Of course it wasn’t that bad. There was a picturesque village just down the road where we ate lunch while a man looked for a new bolt. The village was full of flowers, for chrissake. Still, there were about 15 minutes there where I was ready to give up. I’ve got a vision of comfortable domestic bliss with a fantastic woman under two weeks away, why keep up with this crap? But of course the bolt appeared and the pedal was reattached, and on we pushed.
If I was going to tap out, that village would’ve been the place to do it as the next several hours took us up the steepest roads in the country yet. I had to hop off and push Baxter for the first time. In the documentary Melons, Trucks and Angry Dogs a Swede says he “left part of his cycling soul” on a particular mountain pass. That about summed it up for me on the climb into Chuarrancho. Poor Rob was suffering even harder, as his saddle had started slipping and every half hour or so he would have to stop and readjust. Chuarrancho is a poor, dirty town on a ridgeline and after deciding to splash out on a hotel for the night, we found that there are no hotels in Chuarrancho. It started to rain again.

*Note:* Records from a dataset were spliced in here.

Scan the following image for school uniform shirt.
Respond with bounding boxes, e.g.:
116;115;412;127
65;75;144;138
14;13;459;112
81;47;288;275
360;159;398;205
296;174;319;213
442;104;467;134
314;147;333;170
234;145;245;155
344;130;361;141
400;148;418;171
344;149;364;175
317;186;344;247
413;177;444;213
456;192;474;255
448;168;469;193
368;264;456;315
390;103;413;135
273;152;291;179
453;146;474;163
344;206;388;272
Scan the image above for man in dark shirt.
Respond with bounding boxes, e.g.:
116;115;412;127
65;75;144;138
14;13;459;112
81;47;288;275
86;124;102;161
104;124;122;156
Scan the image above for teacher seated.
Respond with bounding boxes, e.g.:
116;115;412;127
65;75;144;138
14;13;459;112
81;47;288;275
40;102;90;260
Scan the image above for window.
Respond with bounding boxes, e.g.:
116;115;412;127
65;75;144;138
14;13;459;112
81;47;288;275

But if there is one lesson be learned from this big old bike ride of mine it’s that people are a fantastic bunch. A man named Gamin let us sleep on his veranda and cook up a big soup on his wood fire stove. He kept bringing us coffee and tortillas and sat down for a chat as easy and casual as old friends.
He might say otherwise, but I think Rob secretly never gets tired of Big Hills
So here we are in Antigua, the former capital and a darn pretty town at that. Yesterday we were riding through the streets looking for a place to stay when a German literally bounded at us from the footpath.
“I’m too am travelling by bicycle!” he cried. His name is Christoph and he’s ridden all the way here from Ushuaia, way down in Patagonia. I listened to his stories about Bolivia and Peru and imagined myself riding there, as I might have done, and found myself indifferent. Patagonia and all the places between here and there can wait, and maybe someday I’ll hop back on the bike and pick up where I left off. Or maybe not. All I know is that for now, I’m done. It’s time for something different.
That said, there is still a volcano to climb and another country to ride into! There will be one more Big Bike Trip post and then that’s that. Hope all’s well at your end!